High Asset Prices, the Savings Glut, Secular Stagnation, and Unemployment

July 08, 2014

Neil Irwin has an interesting piece in the NYT noting how high prices for a wide variety of assets have driven returns down to historical low levels. He notes that this is a predictable outcome, and in fact an intended result, of the low interest rate policy being pursued by the Fed and other central banks.

The idea is that high asset prices make it cheap for firms to borrow to finance new investment. They also make it easier to buy a home and allow many people who had higher interest rate mortgages to refinance into lower cost ones, thereby freeing up money for other types of consumption. There is also a wealth effect whereby higher stock and house prices will translate into increased consumption. Through these channels central banks hope to provide some boost to growth.

However the flip side of this policy is that investors can anticipate lower returns on their savings, unless they want to hold exceptionally risky assets. This is the idea of there being a savings glut, or as Irwin suggests today, a shortage of adequate investment opportunities.

The idea of a savings glut is not new, Ben Bernanke first mentioned it back in 2004 when he was a member of the Board of Governors. However the implications were not fully drawn out by Bernanke at the time or by Irwin in today’s piece. A savings glut implies an economy that is not producing at its capacity.

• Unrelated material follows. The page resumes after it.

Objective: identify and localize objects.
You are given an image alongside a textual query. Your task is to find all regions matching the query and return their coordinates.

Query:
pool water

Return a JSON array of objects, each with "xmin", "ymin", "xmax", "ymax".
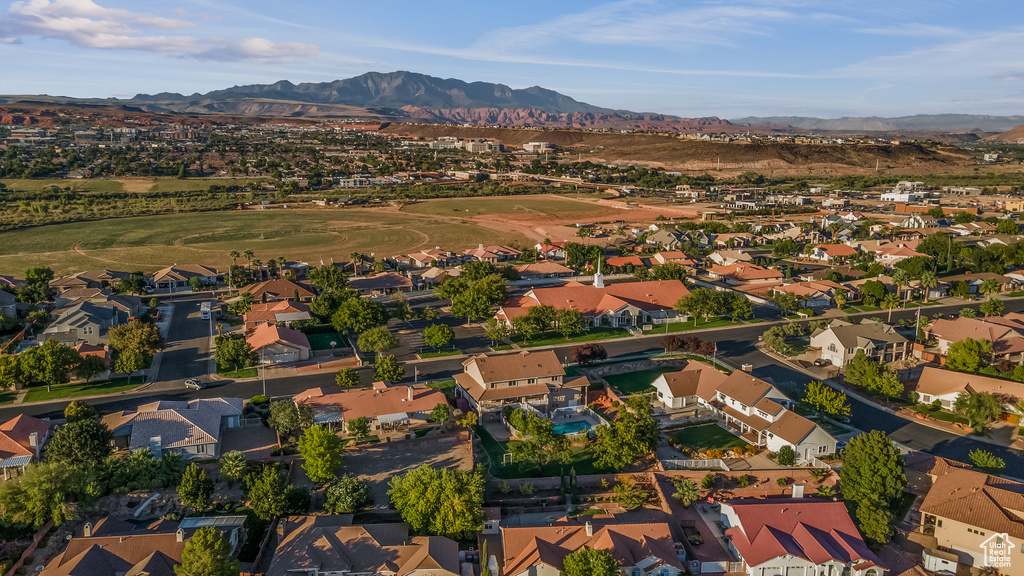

To cut through the nonsense, savings in an economic sense means not spending. From the standpoint of the economy, it is just as much savings if you put $1,000 in the stock market, a checking account in your bank, stuff it under your mattress, or burn it in your fireplace. Anything that does not involve the purchase of a newly produced good or service means saving. Saying that we have a saving glut means we have an economy that does not generate enough demand to keep the economy at full employment. This is of course the story of secular stagnation that folks like Larry Summers have recently discovered and the problem that some of us pre-mature secular stagnationists have raised for years.    

The idea that the economy could be subject to an ongoing problem of inadequate demand used to be grounds for eviction from the realm of serious economists. But anyone who is willing to look at the evidence with a straight face really can’t escape this conclusion.

 

The nice thing about problems of inadequate demand is that in principle they can be easily remedied. It’s not hard in principle to create more demand. The first route is to have the government spend more money. That creates demand — the government pays people to do things. There are a long list of things that need to be done. Think of all those things that we think that we can’t do because they cost so much, like stopping global warming, educating our kids properly, or providing care for seniors. It turns out that we actually can do them because we have more supply than demand. We need to spend in these areas to fill the gap. 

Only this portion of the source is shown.